Baseado em uma pesquisa de caráter teológico antropológico, Luiz Carlos Susin ministrou na tarde de ontem o minicurso “A semântica do sacrifício na obra da salvação” no XIII Simpósio Internacional IHU – Igreja, cultura e sociedade. A semântica do Mistério da Igreja no contexto das novas gramáticas da civilização tecnocientífica.

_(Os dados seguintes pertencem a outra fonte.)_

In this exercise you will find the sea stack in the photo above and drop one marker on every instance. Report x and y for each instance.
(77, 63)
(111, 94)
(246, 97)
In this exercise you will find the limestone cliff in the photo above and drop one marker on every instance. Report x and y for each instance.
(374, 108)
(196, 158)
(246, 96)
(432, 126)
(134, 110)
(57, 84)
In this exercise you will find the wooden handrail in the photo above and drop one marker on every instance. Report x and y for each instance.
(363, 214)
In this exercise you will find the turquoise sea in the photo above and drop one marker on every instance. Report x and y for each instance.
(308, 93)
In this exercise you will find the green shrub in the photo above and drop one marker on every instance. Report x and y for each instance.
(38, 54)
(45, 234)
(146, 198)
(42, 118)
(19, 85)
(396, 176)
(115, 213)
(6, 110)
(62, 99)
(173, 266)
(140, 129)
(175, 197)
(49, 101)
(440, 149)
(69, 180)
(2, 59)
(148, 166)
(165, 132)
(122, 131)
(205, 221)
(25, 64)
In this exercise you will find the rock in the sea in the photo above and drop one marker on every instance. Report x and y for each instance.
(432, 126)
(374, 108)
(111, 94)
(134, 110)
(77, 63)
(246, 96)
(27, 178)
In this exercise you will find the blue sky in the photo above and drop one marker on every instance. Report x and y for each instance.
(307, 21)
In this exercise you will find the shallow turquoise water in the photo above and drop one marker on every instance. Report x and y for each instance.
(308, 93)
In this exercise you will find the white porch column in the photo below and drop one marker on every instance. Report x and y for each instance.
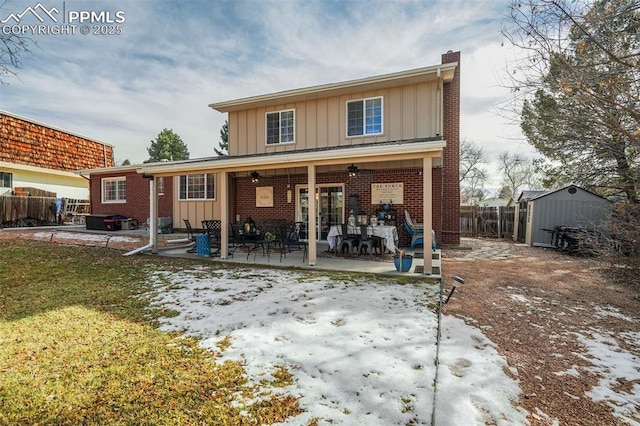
(427, 211)
(311, 230)
(223, 193)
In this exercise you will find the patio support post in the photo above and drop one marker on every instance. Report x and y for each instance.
(427, 212)
(153, 215)
(311, 229)
(224, 213)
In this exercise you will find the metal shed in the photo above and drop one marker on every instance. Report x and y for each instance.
(570, 206)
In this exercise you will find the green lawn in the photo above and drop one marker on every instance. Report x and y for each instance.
(78, 345)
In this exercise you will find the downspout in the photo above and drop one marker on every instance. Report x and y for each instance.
(153, 225)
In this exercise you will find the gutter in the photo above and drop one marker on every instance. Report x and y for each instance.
(153, 226)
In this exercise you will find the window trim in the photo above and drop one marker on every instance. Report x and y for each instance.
(10, 179)
(266, 127)
(119, 199)
(364, 117)
(186, 194)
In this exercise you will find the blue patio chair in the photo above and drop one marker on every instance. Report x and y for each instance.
(415, 230)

Antes de tratar precisamente sobre o sacrifício, Susin contextualizou o assunto a partir de diversos autores importantes, como Joseph Campbell, estudioso de mitologia e religião comparativa, que aponta o nascimento da religião com o humano na era neolítica. Os coletores e caçadores, que não produziam, estavam totalmente imersos no ambiente. Depois, com a sedentarização e a agricultura, surge a separação do sacro e do profano. Esse distanciamento, explica o teólogo, leva, posteriormente, à busca da religação, “dando início ao fascínio e ao tremor diante do sagrado”. Segundo Susin, assim começa a complicação da dualidade entre o humano e o divino.

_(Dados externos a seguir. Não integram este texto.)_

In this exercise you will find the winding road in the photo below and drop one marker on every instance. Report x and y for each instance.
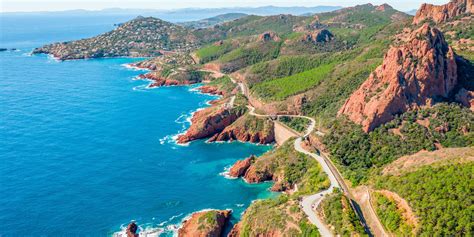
(311, 202)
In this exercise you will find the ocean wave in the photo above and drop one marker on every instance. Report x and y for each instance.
(226, 171)
(169, 226)
(141, 88)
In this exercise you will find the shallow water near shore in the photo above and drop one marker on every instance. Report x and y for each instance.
(83, 152)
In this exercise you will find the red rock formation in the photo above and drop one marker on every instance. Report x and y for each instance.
(211, 90)
(444, 12)
(235, 133)
(208, 122)
(254, 175)
(268, 36)
(318, 36)
(240, 167)
(417, 73)
(132, 230)
(205, 224)
(384, 7)
(160, 81)
(235, 232)
(466, 98)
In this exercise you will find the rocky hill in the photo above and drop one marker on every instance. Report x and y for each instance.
(205, 224)
(443, 13)
(419, 72)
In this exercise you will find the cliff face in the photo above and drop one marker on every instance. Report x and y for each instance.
(132, 230)
(241, 166)
(205, 224)
(213, 90)
(209, 121)
(318, 36)
(444, 12)
(419, 72)
(158, 81)
(247, 129)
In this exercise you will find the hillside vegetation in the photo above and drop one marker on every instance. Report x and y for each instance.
(337, 213)
(357, 152)
(440, 196)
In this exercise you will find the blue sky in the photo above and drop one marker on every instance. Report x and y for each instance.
(57, 5)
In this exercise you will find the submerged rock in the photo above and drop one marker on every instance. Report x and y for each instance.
(241, 166)
(132, 230)
(205, 224)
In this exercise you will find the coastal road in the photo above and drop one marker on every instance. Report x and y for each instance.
(310, 203)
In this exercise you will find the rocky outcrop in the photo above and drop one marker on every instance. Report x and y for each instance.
(443, 13)
(241, 166)
(419, 72)
(247, 129)
(158, 81)
(466, 98)
(132, 230)
(235, 232)
(255, 174)
(268, 36)
(209, 121)
(211, 90)
(205, 224)
(318, 36)
(384, 7)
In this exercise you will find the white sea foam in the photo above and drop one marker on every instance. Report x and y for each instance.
(225, 173)
(151, 230)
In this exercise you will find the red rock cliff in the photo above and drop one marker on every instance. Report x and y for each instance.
(248, 129)
(209, 121)
(419, 72)
(205, 224)
(241, 166)
(444, 12)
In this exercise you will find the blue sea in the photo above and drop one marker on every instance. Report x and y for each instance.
(85, 148)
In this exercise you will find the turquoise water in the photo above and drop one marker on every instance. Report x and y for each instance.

Walter Burkert, outro autor citado por Susin, aponta os traços da biologia na religião arcaica. Ele diz que assim como é importante se nutrir, é importante que as fontes sejam sacras: vegetais, animais, agrícolas. “Assim, estabelece-se uma ligação entre a saúde e o sacro,surgindo as tradições dos sacrifícios de animais para curar e prevenir”, esclarece.
Outro aspecto importante para o entendimento do sacrifício vem do conceito de Émile Durkheim e Marcel Mauss. Eles dizem que a totalidade de uma sociedade é sempre de caráter sacro, que na cultura contemporânea pode ser exemplificada com o indivíduo, que é considerado sagrado.

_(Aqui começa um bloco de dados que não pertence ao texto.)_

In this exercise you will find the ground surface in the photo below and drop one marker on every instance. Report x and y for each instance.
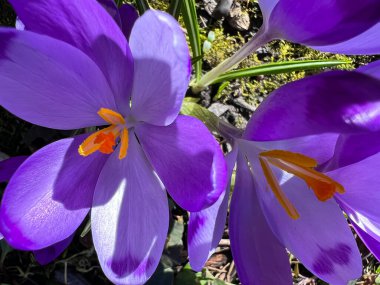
(235, 103)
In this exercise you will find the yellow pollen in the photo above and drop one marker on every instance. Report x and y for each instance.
(302, 166)
(105, 140)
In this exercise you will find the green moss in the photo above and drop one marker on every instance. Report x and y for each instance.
(162, 5)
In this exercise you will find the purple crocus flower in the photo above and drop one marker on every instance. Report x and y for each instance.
(77, 72)
(302, 155)
(45, 255)
(326, 25)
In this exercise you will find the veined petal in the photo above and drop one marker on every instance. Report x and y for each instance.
(54, 184)
(130, 220)
(319, 147)
(267, 7)
(47, 255)
(97, 35)
(372, 69)
(162, 68)
(365, 43)
(50, 83)
(331, 102)
(295, 20)
(9, 166)
(372, 244)
(206, 227)
(335, 257)
(128, 16)
(187, 159)
(258, 255)
(362, 197)
(351, 149)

O sociólogo Max Weber, também mencionado pelo teólogo, acrescenta ao tópico, o espírito do capitalismo. Ele considera a religião como uma “função social, de conservação e manutenção. Não consegue pensar na ética sem que haja uma religião. Poupança e prosperidade como bênção, sinal de salvação”.
Outro nome importante para a discussão é o de Sigmund Freud, que disse que “a neurose é uma religião particular, e a religião é uma neurose coletiva” e comparou os crentes com histéricos, quando estes falavam com imagens de santos em estátuas de gesso. Outro ponto abordado por Freud é que “a obsessão cria rituais e os rituais são a nossa maneira de lidar com a nossa obsessão”.
“A questão que mais desafia a partir da psicanálise é a projeção do desamparo do narcisismo que luta por manter imortalidade e onipotência”, comenta Susin.
O sacrifício
Enfim, “o sacrifício é um dispositivo religioso e arcaico que está presente, metamorfoseado, ainda hoje na sociedade”, pontua o professor.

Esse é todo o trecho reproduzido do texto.